Why do we have to specify <> for a template class with default parameters?

I find something annoying in C++ and I don't know if there is a trick to avoid this with no overhead. The problem is the following :
For a template function, we can have :
// Function declaration/definition
template<bool Option = false> void myFunction()
{
std::cout<<"Option = "<<Option<<std::endl;
}
// Then I can use :
myFunction<false>();
myFunction<true>();
myFunction(); // <- NO PROBLEM HERE
Now for a template class :
// Class definition/declaration
template<bool Option = false> class MyClass
{
};
// Then I can use :
myClass<false> x;
myClass<true> y;
myClass z; // <- PROBLEM HERE : only "MyClass<> z;" will compile !
Why is the reason of this behaviour ?
Is there any trick to avoid that ?
For a class with optionnal parameters passed as template, I find this not convenient for the end user : he should be able to use the default implementation as a no-templated class...

Why is the reason of this behaviour ?
It's because functions can be overloaded, and types can't.
When you write a function call, the compiler populates an overload set of all the functions it can find with that name, and then figures out which ones match the argument(s) passed. Now, for this to work cleanly with function templates, it allows the template argument types to be deduced from the parameters. Because type parameter inference is allowed in general, it works for your case even when the parameter is defaulted instead.
Types, however, aren't overloaded. While myFunction<true>() and myFunction<false>() are both related to the extent they'll participate in the same overload set, myClass<true> and myClass<false> are separate and unrelated types. With no equivalent of overloading on type names, there's no motivation to add a special case for implicitly naming a fully-specialized template class. The parameters can never be inferred, so it would amount to special syntax only for the case where they're all defaulted.
Is there any trick to avoid that ?
In general, if you want to get template argument deduction for template classes, you can provide a template function wrapper (this works best with C++11 auto)
template <bool Option=false> class MyClass {};
template <bool Option=false> MyClass<Option> make_my_class() {
return MyClass<Option>();
}
// ...
auto z = make_my_class();
Otherwise, I think using typedef (as per Remy's comment) is the best option.

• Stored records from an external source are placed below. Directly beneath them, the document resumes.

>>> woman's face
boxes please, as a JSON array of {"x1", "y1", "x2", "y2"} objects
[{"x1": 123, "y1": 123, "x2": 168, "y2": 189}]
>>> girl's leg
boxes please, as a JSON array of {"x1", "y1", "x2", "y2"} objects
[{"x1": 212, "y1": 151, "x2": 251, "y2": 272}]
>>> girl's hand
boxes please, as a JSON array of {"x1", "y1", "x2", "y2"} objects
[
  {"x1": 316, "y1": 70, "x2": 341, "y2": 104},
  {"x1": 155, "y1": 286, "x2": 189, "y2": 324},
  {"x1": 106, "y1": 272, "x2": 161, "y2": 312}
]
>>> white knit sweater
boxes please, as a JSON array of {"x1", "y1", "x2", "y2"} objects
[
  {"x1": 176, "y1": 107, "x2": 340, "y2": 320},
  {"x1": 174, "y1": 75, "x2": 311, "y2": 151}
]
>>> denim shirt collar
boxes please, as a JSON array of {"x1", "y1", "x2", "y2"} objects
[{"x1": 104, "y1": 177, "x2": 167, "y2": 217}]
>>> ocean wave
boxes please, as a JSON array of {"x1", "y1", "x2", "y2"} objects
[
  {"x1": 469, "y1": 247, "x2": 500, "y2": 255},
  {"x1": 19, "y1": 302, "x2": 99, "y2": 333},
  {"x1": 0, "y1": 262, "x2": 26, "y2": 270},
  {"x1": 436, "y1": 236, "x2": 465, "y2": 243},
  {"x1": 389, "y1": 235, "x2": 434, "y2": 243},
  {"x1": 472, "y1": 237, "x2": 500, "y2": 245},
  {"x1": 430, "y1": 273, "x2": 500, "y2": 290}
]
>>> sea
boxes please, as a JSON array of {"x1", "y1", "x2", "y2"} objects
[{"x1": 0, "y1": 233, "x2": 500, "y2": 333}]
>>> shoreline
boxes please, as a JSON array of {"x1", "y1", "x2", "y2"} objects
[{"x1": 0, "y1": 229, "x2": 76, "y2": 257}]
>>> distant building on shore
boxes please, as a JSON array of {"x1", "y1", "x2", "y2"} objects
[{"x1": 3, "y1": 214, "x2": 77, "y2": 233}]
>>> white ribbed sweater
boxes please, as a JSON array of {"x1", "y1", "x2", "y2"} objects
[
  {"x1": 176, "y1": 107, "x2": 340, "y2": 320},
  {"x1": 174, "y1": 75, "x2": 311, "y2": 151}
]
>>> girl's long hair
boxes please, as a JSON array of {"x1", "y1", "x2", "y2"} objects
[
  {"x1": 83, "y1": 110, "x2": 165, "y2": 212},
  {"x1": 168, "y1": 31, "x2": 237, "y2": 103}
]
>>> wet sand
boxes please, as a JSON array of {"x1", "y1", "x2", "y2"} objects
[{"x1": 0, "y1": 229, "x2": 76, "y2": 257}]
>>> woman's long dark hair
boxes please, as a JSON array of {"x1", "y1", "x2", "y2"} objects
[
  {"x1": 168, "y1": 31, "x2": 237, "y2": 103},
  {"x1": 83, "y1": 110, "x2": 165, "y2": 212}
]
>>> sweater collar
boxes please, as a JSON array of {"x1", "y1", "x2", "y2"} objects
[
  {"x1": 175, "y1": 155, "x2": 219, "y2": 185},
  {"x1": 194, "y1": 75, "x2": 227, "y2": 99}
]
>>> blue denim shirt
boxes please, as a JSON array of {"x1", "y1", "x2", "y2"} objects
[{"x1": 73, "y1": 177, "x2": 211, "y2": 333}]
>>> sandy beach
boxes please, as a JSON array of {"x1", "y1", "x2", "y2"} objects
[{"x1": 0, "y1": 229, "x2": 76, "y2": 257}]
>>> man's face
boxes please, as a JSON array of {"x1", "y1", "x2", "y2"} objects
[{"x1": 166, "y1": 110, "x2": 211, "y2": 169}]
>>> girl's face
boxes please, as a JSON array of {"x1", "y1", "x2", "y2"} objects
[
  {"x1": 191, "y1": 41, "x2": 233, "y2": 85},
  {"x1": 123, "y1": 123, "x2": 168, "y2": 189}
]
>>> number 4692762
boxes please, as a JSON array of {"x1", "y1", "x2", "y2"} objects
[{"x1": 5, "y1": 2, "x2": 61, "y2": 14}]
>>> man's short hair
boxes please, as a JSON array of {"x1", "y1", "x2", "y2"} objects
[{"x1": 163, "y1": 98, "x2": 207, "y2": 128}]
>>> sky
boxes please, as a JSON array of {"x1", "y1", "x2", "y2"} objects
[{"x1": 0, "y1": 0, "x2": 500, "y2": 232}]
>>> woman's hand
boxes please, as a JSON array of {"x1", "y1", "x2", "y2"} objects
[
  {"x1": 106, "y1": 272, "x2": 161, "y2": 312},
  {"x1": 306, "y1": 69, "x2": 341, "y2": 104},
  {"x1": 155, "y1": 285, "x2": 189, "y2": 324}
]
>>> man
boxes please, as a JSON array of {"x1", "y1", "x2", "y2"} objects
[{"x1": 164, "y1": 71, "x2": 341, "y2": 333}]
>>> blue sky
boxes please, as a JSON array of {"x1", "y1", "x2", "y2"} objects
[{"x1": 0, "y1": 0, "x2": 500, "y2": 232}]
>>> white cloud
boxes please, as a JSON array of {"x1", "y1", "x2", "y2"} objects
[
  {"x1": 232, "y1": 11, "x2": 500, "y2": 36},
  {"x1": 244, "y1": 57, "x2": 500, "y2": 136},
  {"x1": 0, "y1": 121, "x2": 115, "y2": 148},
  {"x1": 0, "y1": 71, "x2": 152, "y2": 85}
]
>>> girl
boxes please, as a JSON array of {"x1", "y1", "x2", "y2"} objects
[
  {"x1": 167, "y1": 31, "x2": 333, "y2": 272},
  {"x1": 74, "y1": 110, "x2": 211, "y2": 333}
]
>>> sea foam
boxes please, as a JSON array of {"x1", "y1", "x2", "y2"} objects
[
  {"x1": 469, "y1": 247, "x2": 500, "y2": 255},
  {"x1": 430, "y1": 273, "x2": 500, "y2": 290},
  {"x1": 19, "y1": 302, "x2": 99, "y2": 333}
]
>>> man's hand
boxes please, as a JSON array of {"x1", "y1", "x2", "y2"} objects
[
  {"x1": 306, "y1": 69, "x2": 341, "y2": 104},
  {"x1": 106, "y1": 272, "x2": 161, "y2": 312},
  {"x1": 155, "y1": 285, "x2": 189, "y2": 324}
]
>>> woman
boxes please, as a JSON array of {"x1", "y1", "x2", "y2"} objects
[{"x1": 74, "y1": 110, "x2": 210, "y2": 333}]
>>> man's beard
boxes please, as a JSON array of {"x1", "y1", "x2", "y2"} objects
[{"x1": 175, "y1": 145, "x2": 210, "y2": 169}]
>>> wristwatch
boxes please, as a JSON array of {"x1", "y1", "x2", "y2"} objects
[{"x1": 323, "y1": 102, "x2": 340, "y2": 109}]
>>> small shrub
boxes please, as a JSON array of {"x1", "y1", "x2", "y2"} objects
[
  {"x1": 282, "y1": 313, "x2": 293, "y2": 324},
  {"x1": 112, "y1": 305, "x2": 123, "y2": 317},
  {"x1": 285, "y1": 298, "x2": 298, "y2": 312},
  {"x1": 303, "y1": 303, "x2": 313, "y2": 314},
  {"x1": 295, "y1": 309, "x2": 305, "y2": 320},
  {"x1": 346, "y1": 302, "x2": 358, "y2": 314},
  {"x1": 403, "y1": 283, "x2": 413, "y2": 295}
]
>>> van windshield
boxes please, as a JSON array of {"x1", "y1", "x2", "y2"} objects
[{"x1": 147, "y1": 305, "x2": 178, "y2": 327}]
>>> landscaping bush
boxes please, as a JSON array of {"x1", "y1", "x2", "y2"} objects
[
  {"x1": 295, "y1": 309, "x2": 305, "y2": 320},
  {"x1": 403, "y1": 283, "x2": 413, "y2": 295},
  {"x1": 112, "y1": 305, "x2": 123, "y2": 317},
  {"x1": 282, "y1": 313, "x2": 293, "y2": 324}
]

myClass is a class template, not a class. Only myClass<true>, or myClass<>, is a class.
Similarly, myFunction is a function template, not a function. However, when you're invoking a temp­la­ted function, the template arguments may be deduced for you, and you don't need to specify template arguments explicitly if they can be deduced. Thus the function call expression myFunction(); is valid, and the first argument is deduced as false. It's just that the deduction happens thanks to the default argument rather than matching against function arguments.